Algún distraído podría creer que definir y separar conceptualmente liberales de reaccionarios es un detalle menor. Argumentarán que no importa, que reparar en pormenores es sinónimo de “hacerle el juego a la izquierda”, que la prioridad hoy es evitar que gobiernos que promuevan o simpaticen con las teorías marxistas o socialistas se hagan o continúen en el poder.
No obstante, nada nos es tan urgente. Liberales y reaccionarios coinciden en uno o dos temas de notoriedad, pero sus posturas difieren mucho en aspectos tan fundamentales que “dejarla pasar” sería un acto imperdonable.
La primera discrepancia es que el liberalismo es una doctrina de filosofía política, moral y económica que se apoya en la libertad y en el reconocimiento del individuo. Sostiene, además, que cada ser humano nace con derechos fundamentales que ningún poder (ni persona) puede vulnerar.
El reaccionario, por su parte, no se construye sobre ideología alguna; simplemente (como su nombre lo indica) reacciona. Mientras el liberal prioriza el proceso intelectual que fundamente su accionar (y está listo, de ser necesario, para cambiar su punto de vista) el reaccionario obedece a sus emociones; si está enojado con la izquierda, ese enojo será tal que lo llevará a extremos: aplaudirá a Marine Le Pen, a Donald Trump y a Jair Bolsonaro.
El liberal, muy particularmente en el siglo XXI, es internacionalista. Hay desafíos indiscutibles a confrontar y solucionar en tanto planeta. Estamos conectados y dependemos el uno del otro.
El reaccionario es, en la mayoría de las ocasiones, nacionalista – lo sepa o no, lo admita o no. El reaccionario cree en el proteccionismo, algo que el liberal rechaza de manera contundente. El comercio, aduce el liberalismo, no solo beneficia las economías sino que es una importante y bienvenida herramienta para la paz.
Incontables liberales han pagado con su vida la instauración y posterior defensa de un Estado laico que no imponga dogmas morales a sus ciudadanos, que pondere y resguarde la libertad de credo. El reaccionario, casi sin excepciones, favorece visiones exclusivamente cristianas de la sexualidad, familia e identidad, a menudos con tintes homofóbicos y xenofóbicos.

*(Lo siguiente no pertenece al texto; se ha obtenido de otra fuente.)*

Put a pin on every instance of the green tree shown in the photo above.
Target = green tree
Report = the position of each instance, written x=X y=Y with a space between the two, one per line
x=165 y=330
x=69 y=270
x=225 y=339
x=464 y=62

Una diferencia primordial entre liberales y reaccionarios es el rol y peso del Estado. Ambas partes aseguran abogar por un estado mínimo (propuesta que proviene desde Adam Smith) aunque los reaccionarios son propensos a contradecirse en este punto. Ante cualquier acto criminal, el reaccionario exigirá endurecer penas, demandará más efectivos policiales y reivindicará incluso la pena de muerte. En otras palabras, basta un infortunio para que el reaccionario ruegue por un Estado más fuerte y poderoso.
¿Por qué la especificación es tan importante? Porque el reaccionario nace del desencanto, es hijo de un contexto adverso. Su postura es coyuntural y no sesuda, no hay planes a largo plazo, no hay paradigma, no hay extensa literatura que lo respalde. Aun así, es el reaccionario el que gana elecciones y no son pocas las ocasiones en las que lo hace izando la bandera liberal. Este tipo de representación puede causar un efecto indeseado que influirá negativamente en el movimiento defensor de la libertad.
Los votantes casi nunca encuentran en el espectro político propuestas realmente variadas; los liberales solemos brillar por nuestra ausencia en las carreras electores. No sorprende a nadie entonces que el voto por descarte sea ley y terminemos optando – y aplaudiendo con aparatoso entusiasmo – a lo que consideramos el mal menor. Pero parecido no es lo mismo, sobre todo cuando las similitudes son tan escasas.